Winky Lee’s biggest complaint about living in Hong Kong is also its pollution. But like many Hong Kong residents, Lee has a love-hate relationship with the city.

“The climate is hospitable. It is easy and inexpensive to travel and experience different cultures within Asia,” Lee says. “The low taxes are a big plus. The city offers a lot of public holidays which helps break up long hours at the office,” she says.

But, Lee feels that it is difficult to meet romantic prospects because of the city’s transient nature. She also bemoans the housing market and how difficult it is to afford a flat.

Another Asian city that shares similar characteristics as Hong Kong is Singapore. Residents are drawn to the city-state because it is safe, sheltered from natural disasters, wired and has one of the lowest income taxes in the region. English is widely spoken and understood, and being a regional air-transport hub – one can travel anywhere in the world at a fairly low cost.

But because of its small size, the island is crowded and as a result, prices of housing and private vehicles have been skyrocketing, and current infrastructure and public transport struggle to meet the needs of the population size.

For those who love the arts, London and Paris are two cities that are oozing with it.

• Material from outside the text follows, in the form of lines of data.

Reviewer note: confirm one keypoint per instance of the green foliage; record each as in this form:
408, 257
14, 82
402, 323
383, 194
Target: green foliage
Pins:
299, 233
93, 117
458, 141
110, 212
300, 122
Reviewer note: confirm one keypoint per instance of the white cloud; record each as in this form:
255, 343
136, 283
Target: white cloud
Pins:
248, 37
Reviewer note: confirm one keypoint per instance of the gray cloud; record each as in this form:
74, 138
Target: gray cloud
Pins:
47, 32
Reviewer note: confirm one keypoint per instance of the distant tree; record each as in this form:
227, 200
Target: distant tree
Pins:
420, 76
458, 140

Frederick Schneider who works for an advertising agency in London says one could walk into the world’s best museums without having to pay.

He says London is also a good place to build one’s career. “It is a truly metropolitan city and you meet the most amazing people here,” Schneider says, but he quickly adds that, “It is exciting, but it is also exhausting.”

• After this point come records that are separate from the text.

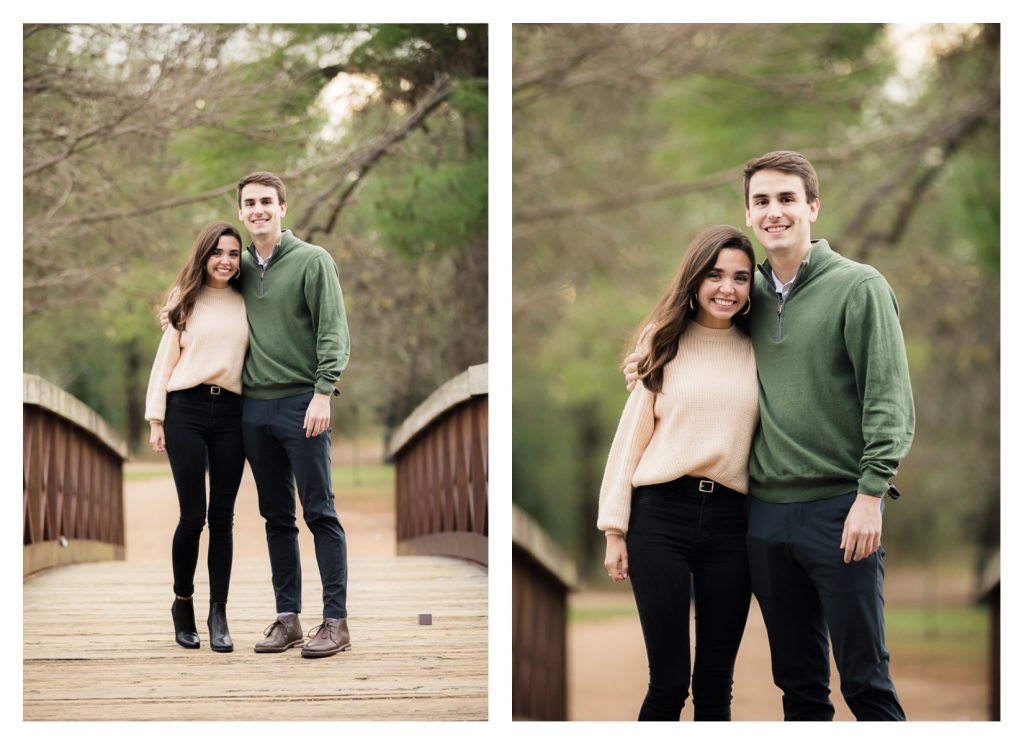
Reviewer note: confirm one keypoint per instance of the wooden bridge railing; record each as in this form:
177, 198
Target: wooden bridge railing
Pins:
542, 579
73, 509
440, 455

Housing and transportation in London are among the most expensive in the world, and the weather is rarely comfortable.

Aurelie, a Parisien, says she enjoys living in Paris because of the city’s rich artistic and cultural life. She keeps aside about $45 a month for art exhibitions and shows.

“There is also a tremendous choice of painting exhibitions, theater plays and old movie theaters such as Cinema Mac Mahon that replays old films,” she says, adding that she finds the magnificent architecture of Paris endearing.

If there is anything that Aurelie hates about Paris, it is the fact that the Parisiens are less friendly compared to those from smaller towns. Plus, people have to work much longer hours than those living in other French towns.

Meanwhile, New York City, often described as “the capital of the world”, is a place where contradictions co-exist and thrive side-by-side.

“All you need is an open mind and an appreciation for the opportunity to experience so much in one place,” mortgage consultant Joseph D’Alessio says.

But he admits that “it is very hard to relax when you live in NYC” and that “it is more difficult toraise a family” in the city.

One common denominator stands out among those interviewed. Travel ranks as their top priority, with almost all of them saving up for overseas trips.